La superstition relative à l'allumette unique donnant du feu à trois cigarettes nous vient d'Angleterre.
«Le régiment a longtemps combattu auprès des Anglais, me dit le lieutenant D..., qui le premier me parla de cette superstition, et ce sont ceux qui nous ont enseigné cette chose si tragique et d'apparence un peu ridicule.
«Je ne suis pas plus superstitieux qu'un autre. Je ne vous dirai point que j'y crois fermement ou que je n'y crois pas. On expliquera la chose comme on voudra, mais je ne puis nier des faits dont j'ai été témoin. Chaque fois qu'on a allumé devant moi trois cigarettes avec la même allumette, il s'en est suivi, dans un délai très bref, la mort d'un des trois fumeurs.
«Les Anglais nous ont appris, au demeurant, que cette superstition n'était pas neuve, mais qu'en temps de paix les dommages qui en résultaient n'étaient pas si graves qu'à la guerre, où, ce qui peut arriver de plus simple et de plus naturel, c'est de perdre la vie.
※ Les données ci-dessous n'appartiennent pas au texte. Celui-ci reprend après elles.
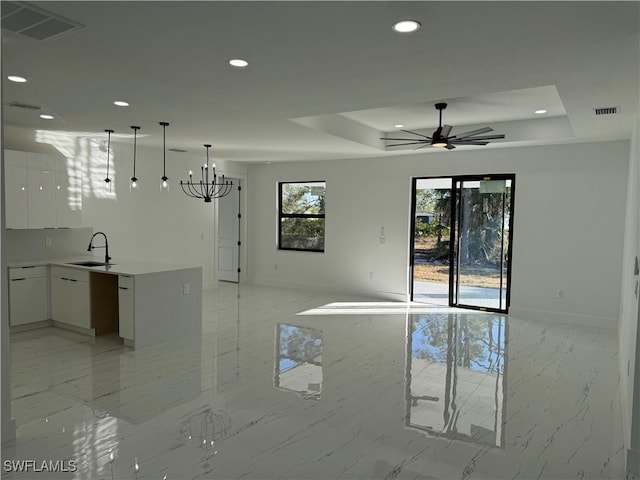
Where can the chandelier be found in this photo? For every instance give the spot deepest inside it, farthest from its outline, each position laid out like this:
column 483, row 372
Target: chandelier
column 209, row 186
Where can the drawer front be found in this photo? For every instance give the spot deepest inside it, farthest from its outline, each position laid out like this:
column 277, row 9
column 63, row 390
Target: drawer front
column 125, row 281
column 70, row 273
column 27, row 272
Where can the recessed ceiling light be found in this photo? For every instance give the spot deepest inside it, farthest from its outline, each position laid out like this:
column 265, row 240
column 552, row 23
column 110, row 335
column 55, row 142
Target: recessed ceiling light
column 406, row 26
column 238, row 62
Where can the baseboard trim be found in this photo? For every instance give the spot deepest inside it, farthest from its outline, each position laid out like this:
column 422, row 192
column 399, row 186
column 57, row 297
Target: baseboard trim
column 633, row 462
column 25, row 327
column 562, row 317
column 8, row 430
column 72, row 328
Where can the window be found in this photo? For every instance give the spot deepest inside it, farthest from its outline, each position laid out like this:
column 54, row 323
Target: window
column 301, row 216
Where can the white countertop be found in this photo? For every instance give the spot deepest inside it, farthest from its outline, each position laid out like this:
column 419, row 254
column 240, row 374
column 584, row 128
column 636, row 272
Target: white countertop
column 117, row 266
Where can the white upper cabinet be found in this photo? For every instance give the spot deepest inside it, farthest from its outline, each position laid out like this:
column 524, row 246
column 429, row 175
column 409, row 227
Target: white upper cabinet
column 15, row 184
column 68, row 201
column 38, row 192
column 41, row 182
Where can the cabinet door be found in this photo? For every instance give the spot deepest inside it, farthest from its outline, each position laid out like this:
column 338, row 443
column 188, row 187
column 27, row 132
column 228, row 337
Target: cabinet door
column 28, row 300
column 41, row 190
column 15, row 184
column 126, row 316
column 80, row 304
column 68, row 193
column 60, row 300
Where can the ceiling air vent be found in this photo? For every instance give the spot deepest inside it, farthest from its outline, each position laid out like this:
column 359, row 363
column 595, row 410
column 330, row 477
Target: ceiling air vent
column 26, row 106
column 34, row 22
column 607, row 110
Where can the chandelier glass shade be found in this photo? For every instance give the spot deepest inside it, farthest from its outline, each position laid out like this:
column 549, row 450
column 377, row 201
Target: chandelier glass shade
column 210, row 186
column 107, row 180
column 164, row 184
column 133, row 185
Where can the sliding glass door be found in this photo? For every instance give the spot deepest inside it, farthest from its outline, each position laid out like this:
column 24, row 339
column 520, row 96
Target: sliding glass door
column 477, row 213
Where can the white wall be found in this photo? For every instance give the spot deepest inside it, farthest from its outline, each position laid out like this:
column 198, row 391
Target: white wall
column 8, row 422
column 568, row 230
column 629, row 310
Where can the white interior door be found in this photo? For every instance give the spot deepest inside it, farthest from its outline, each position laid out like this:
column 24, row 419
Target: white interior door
column 229, row 235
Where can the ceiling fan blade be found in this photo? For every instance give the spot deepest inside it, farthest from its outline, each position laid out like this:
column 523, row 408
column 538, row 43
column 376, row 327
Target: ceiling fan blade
column 472, row 142
column 422, row 146
column 416, row 133
column 408, row 143
column 474, row 132
column 481, row 137
column 400, row 139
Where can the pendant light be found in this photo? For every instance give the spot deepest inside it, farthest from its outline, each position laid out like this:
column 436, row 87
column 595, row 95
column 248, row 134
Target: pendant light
column 107, row 180
column 209, row 186
column 133, row 185
column 164, row 184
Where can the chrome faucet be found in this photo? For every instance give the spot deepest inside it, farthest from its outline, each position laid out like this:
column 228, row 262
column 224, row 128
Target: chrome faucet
column 105, row 246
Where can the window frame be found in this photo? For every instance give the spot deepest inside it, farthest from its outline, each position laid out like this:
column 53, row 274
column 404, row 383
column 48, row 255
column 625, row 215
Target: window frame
column 282, row 215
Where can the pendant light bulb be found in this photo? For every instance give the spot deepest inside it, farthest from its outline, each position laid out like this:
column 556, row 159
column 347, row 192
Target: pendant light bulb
column 107, row 180
column 133, row 185
column 164, row 185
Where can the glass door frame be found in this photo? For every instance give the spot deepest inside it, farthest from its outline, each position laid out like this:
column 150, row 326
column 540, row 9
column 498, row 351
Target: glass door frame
column 455, row 215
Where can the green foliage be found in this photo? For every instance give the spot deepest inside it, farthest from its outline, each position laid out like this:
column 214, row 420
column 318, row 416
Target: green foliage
column 305, row 233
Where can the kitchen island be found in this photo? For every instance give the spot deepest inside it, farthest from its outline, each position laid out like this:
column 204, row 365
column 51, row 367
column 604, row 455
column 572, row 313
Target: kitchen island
column 147, row 303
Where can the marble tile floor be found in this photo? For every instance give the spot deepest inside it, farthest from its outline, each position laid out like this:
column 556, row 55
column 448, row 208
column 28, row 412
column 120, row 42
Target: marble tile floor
column 289, row 384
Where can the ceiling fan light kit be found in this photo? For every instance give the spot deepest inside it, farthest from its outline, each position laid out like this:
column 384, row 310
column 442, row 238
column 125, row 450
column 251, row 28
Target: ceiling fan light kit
column 440, row 137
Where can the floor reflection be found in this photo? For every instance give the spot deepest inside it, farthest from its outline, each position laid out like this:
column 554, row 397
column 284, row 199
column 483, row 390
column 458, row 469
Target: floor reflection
column 455, row 383
column 299, row 360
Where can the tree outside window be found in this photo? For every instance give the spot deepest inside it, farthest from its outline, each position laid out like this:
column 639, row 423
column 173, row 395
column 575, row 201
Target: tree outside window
column 301, row 219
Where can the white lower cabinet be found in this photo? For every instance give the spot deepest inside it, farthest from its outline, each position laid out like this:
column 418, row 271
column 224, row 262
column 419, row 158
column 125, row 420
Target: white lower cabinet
column 28, row 295
column 70, row 296
column 126, row 306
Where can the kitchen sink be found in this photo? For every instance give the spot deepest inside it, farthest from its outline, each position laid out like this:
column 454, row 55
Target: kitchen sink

En ce qui me concerne, comme le lieutenant D..., je ne dirai pas: «J'y crois» ou: «Je n'y crois pas». Mais blasé sur la mort et le sang comme peuvent l'être ceux qui ont longtemps pratiqué la zone de feu, où je fus artilleur d'abord, fantassin ensuite, je ne me souviens jamais sans émotion de la mort du sous-lieutenant d'artillerie François V..., qui était attaché à l'Etat-Major d'un corps d'armée.
Il m'avait invité un jour à sa popote et quelqu'un ayant parlé de cette superstition des trois cigarettes, tout le monde en rit, sauf moi-même et mon ami François V..., qui la déclara fort intéressante et ajouta qu'il était urgent de noter tout ce qui se rapportait au folklore de la guerre.
Mais, au même moment, ayant allumé une cigarette, j'avais passé l'allumette enflammée au voisin du jeune officier d'artillerie qui, se penchant vers elle, alluma, lui troisième, sa cigarette.
Je ne puis exprimer combien ce geste fit d'impression sur moi... Le lieutenant François V... fut tué le lendemain matin en accomplissant une mission, tué bêtement à sept ou huit kilomètres des lignes par un de ces obus que les Allemands tirent au hasard.
Je note cette histoire entre mille où j'ai joué un rôle ou que j'ai entendue raconter par des témoins dignes de foi.
Au reste, le témoignage a ici peu d'intérêt, et ce qu'il importe de noter c'est la superstition ou croyance (comme on voudra) qui est cause que souvent, quand trois poilus veulent allumer leur cigarette à la même allumette, l'exclamation suivante fait jeter le tison enflammé: «Jamais trois cigarettes!»